I’m about to kick off a contest on my blog and I need some sort of tantalizing, yet reasonably priced, educational prize to dangle before my readers. Got an idea? Send me a suggestion at emily.alpert@voiceofsandiego.org. Now — the education newsblitz!

  • We explain why some scientists and educators are pushing torethink how we teach science, and why that change could be a tall order for elementary schools where time is short and teachers are often uneasy with science. Their favored method is called “inquiry.” I found it fascinating — I hope you do too.
  • We also blogged about the newly released scores for the high school exit exam. The North County Times writes that more kids passed the test this year in North County, and the Los Angeles Times explains the trends statewide. If you notice something interesting in the data, don’t hesitate to write me.
  • I overlooked a Q and A with school board member Katherine Nakamura in yesterday’s Union-Tribune where Nakamura says the other school board members are seriously considering not having a superintendent. “San Diego Unified is their toy,” she said. And there’s a new opinion piece today from another trustee, John Lee Evans, who argues that we need to find a superintendent who fits the San Diego Unified plan, not the other way around.
  • If Point Loma High School students really did do this, I have to say — to paraphrase Ron Burgundy — I’m not even mad, I’m impressed.
  • Kids are getting free dental screenings at Rosa Parks Elementary in City Heights, the U-T reports.
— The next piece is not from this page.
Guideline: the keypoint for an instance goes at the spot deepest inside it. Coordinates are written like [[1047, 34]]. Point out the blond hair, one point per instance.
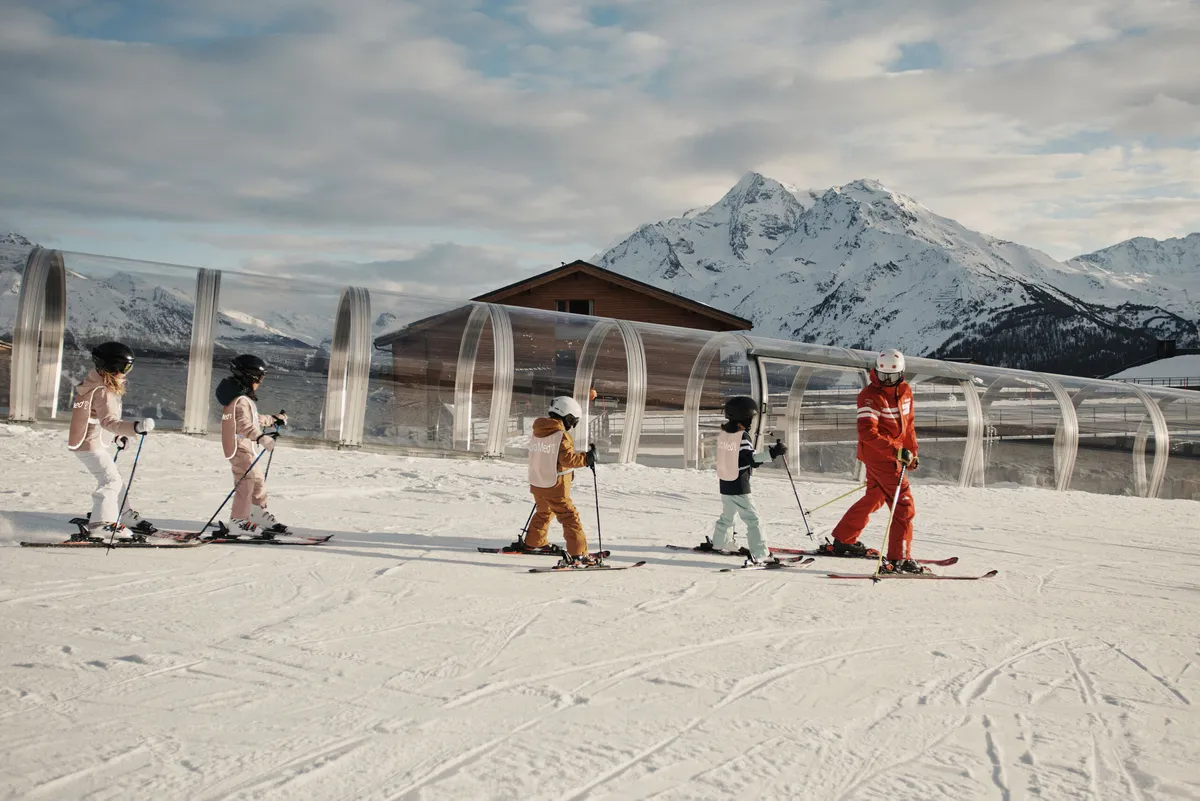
[[113, 381]]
The article doesn’t mention whether the City Heights Educational Collaborative had anything to do with this, but social services and healthcare like this are emblematic of that effort, which we wrote about earlier this year.
  • In Northern California, San Leandro schools won a lottery — sort of. The Oakland Tribune reports that San Leandro is one of a select number of school districts getting an interest-free loan, saving $10 million that would otherwise go to interest payments on its school construction bond. The U-T reports that Alpine, Escondido and San Dieguito schools also snapped up millions.
  • President Obama is making a speech next week specifically aimed at schoolchildren, but some of the accompanying lesson plans that the feds offered to classrooms rubbed teachers and parents the wrong way, the Washington Post reports. One asked children to write letters about how they would help the President. The White House rewrote that lesson: Now kids are supposed to write letters about how they can achieve their education goals.
  • One blogger at the Public Schools Insights website asks: Could the push for “student engagement” just end up being a way to beat up teachers when students act out? Claus von Zastrow writes: “When students violate all standards of behavior, their teachers often catch flak for not engaging them. (Maybe that kid wouldn’t have pulled that knife on you if you hadn’t been so boring.)”
  • The Gates Foundation is trying to figure out what makes good teaching, Education Week reports, and they’re willing to spend a lot of money to do it.